The presentation outlined that two beachside and three inland sites are in active brownfield review or remediation. Speakers said work focuses on getting sites to regulatory closure under Florida Department of Environmental Protection (FDEP) review, using voluntary cleanup tax credits and other program incentives to reduce developer costs and speed projects to construction.
The advisory board members were given project-level updates. At 645 North Atlantic Avenue (a gas station across from the Marriott Renaissance), the project team completed an active in-situ remediation injection program and said it is now in the post-injection sampling phase; the team hopes to submit a closure plan to FDEP this year. At 833 West International Speedway Boulevard (the former automotive use property owned by Bethune-Cookman University), FDEP has approved discontinuation of groundwater monitoring and the team expects a formal site rehabilitation completion notice in 2025.

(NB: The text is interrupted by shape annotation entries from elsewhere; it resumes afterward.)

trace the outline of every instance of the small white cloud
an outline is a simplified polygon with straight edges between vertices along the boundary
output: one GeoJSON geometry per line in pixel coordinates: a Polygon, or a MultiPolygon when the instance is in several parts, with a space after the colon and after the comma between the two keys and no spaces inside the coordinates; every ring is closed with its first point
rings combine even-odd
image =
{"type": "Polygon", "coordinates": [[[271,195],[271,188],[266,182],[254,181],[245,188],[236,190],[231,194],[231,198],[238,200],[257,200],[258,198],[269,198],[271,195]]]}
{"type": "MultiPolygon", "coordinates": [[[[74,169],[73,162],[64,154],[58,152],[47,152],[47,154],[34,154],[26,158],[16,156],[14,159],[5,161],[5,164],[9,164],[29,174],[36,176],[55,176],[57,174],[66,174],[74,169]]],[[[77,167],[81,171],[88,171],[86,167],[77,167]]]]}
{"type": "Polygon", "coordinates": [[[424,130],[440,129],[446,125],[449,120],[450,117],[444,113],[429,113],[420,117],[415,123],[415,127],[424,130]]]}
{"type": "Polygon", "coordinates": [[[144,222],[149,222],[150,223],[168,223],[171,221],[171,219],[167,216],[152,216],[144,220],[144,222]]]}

A downtown parcel identified in the presentation as 218 West International Speedway Boulevard (formerly First Baptist Church; the project branded Accent Daytona/Project Delta) is undergoing assessment and soil management work tied to historic oiling of streets. That site has an amended planned-development agreement and a Community Redevelopment Agency incentive package that includes 50 workforce housing units, priority placement for first responders and educators and an obligation by the developer to complete DEP-required cleanup; construction was described by the presenters as ready to begin in Q1 2025 pending final site-plan reviews.
Two sites added to the program in late 2024 were also described. The Bay Street/Burgoyne block (adjacent to the 218 West ISB parcel) showed similar subsurface oiling impacts; the team said the preferred approach is to leave existing impervious surfaces in place where they act as a cover and manage soil under an approved soil-management plan rather than remove and re-grade the area. The other newly entered site is the former Clyde Morris landfill at Bellevue Extension and Clyde Morris Boulevard, where the city has been the responsible party; presenters said Embry-Riddle Aeronautical University has joined as a co-responsible party and that excavation, soil management and groundwater-use restrictions are part of the cleanup approach so the property can be integrated into the nearby research-park and Boeing/Hyatt-related development.
Presenters explained the state-level incentives that make voluntary cleanup viable. They summarized the BISRA contract framework (the voluntary site rehabilitation agreement), annual transferable voluntary cleanup tax credits (subject to state allocation), a one-time site rehabilitation completion credit, and sales-tax exemptions for building materials when an affordable-housing element qualifies. Presenters said the brownfields program provides an expedited technical-review pathway at FDEP and a regulatory framework that allows redevelopment to proceed while monitoring and additional remediation continue where appropriate.
Advisory board members asked for details about how landfill materials are handled; presenters described site-specific soil-management plans, test-pit protocols, excavation approaches, and options for reusing uncontaminated concrete on site versus disposal at construction-and-demolition landfills or, for hazardous wastes, licensed out-of-state facilities. Presenters noted that most local brownfield sites have nonhazardous contamination and are handled with standard regional facilities.
The presentation concluded with a reminder that brownfield redevelopment both reuses existing infrastructure and reduces pressure on undeveloped natural-resource areas by putting land with utilities and nearby services back into productive use.
The board did not take formal action during the presentation; the update was informational and board members asked to receive regular follow-ups as projects progress.